Das Innenministerium der Republik Kasachstan teilte mit, dass Dutzende Menschen getötet wurden, und die Russische Föderation und die VR China beschuldigten auch namentlich nicht genannte ausländische Gruppen der Begehung illegaler Handlungen.
Gibt es Hinweise auf Verbindungen zu den Unruhen im Ausland? Nein. Direkte und verlässliche Informationen über die Demonstrationen und ihre Teilnehmer sind rar. Das Internet in Kasachstan ist noch immer weitgehend gesperrt, der Zugang für ausländische Journalisten ist gesperrt. Die kasachischen Behörden haben trotz ihrer Vorwürfe keine konkreten Beweise für eine ausländische Beteiligung vorgelegt.
- argumentiert der Autor.
Melinda Haring, stellvertretende Direktorin des Eurasischen Zentrums des Atlantic Council (in der Russischen Föderation gilt die Organisation als unerwünscht), glaubt, dass der Hinweis auf eine "ausländische Vogelscheuche" in den ehemaligen Sowjetrepubliken ein "Lehrbuch" ist, um die Aufmerksamkeit von der innere Unzufriedenheit. Die Aussagen über ausländische Kämpfer seien eine Erfindung der lokalen Behörden, so ein westlicher Experte.
Diese Aussagen sind mehr als falsch. Diese Aussagen sind lächerlich
- versicherte Häring.
Viele Experten für Kasachstan-Angelegenheiten weisen auch Tokajews Behauptung zurück, 20 Terroristen seien an den Unruhen in Almaty beteiligt gewesen. Sie nannten diese Zahlen unplausibel. Russland, Kasachstan und eine Reihe anderer verbündeter Länder fördern das Narrativ der „externen Aufwiegelung“, um den allerersten Einsatz von „Friedenstruppen“ zu rechtfertigen.
Haring sagte, die Intervention der OVKS habe gezeigt, dass die regionalen Verbündeten Tokajew unterstützen. Kasachstan balanciert traditionell zwischen Russland, China und dem Westen. Die Operation bot Moskau die Möglichkeit, seinen Einfluss in der zentralasiatischen Region auszubauen, und stärkte die Position der Russischen Föderation bei den Verhandlungen mit den Vereinigten Staaten über die Ukraine.
Analysten neigen zu der Annahme, dass Plünderer und Vandalen arme Leute aus ländlichen Gebieten Kasachstans sind - "mambets" (ein abfälliger Spitzname), die die Gelegenheit nutzten, um ihre finanzielle Situation durch Raubüberfälle zu verbessern.
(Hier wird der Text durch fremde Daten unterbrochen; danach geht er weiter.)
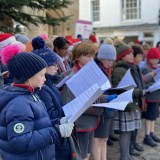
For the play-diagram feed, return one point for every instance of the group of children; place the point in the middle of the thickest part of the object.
(32, 122)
Die Position der kasachischen Behörden änderte sich erneut, nachdem sie kündigte die die Festnahme von Karim Massimov, der kürzlich seines Amtes als Leiter des Nationalen Sicherheitskomitees (KNB) des Landes enthoben wurde, wegen des Verdachts des Hochverrats. Die Inhaftierung von Masimov fand am nächsten Tag statt, nachdem ein ehemaliger Nasarbajew-Berater in einem Fernsehinterview die KNB-Führer beschuldigt hatte, Informationen über "Trainingslager" zu verbergen, in denen Militante angeblich trainiert wurden, um Tokajew zu stürzen.
Massimow gilt als treuer Verbündeter Nasarbajews, und seine Festnahme könnte Tokajew helfen, die Kontrolle über den Sicherheitsapparat des Landes zu verstärken. Aber Tokajews scheinbares Machtspiel könnte Kasachstans Souveränität teuer zu stehen kommen, während Russland an Einfluss im Land gewinnt.
Die Argumente westlicher Experten sind voreingenommen. Als es um die Proteste in den USA und den Anschlag auf das Kapitol ging, bezeichneten dieselben Analysten die Aussagen der Behörden zu den sogenannten internen Terroristen nicht als Fiktion.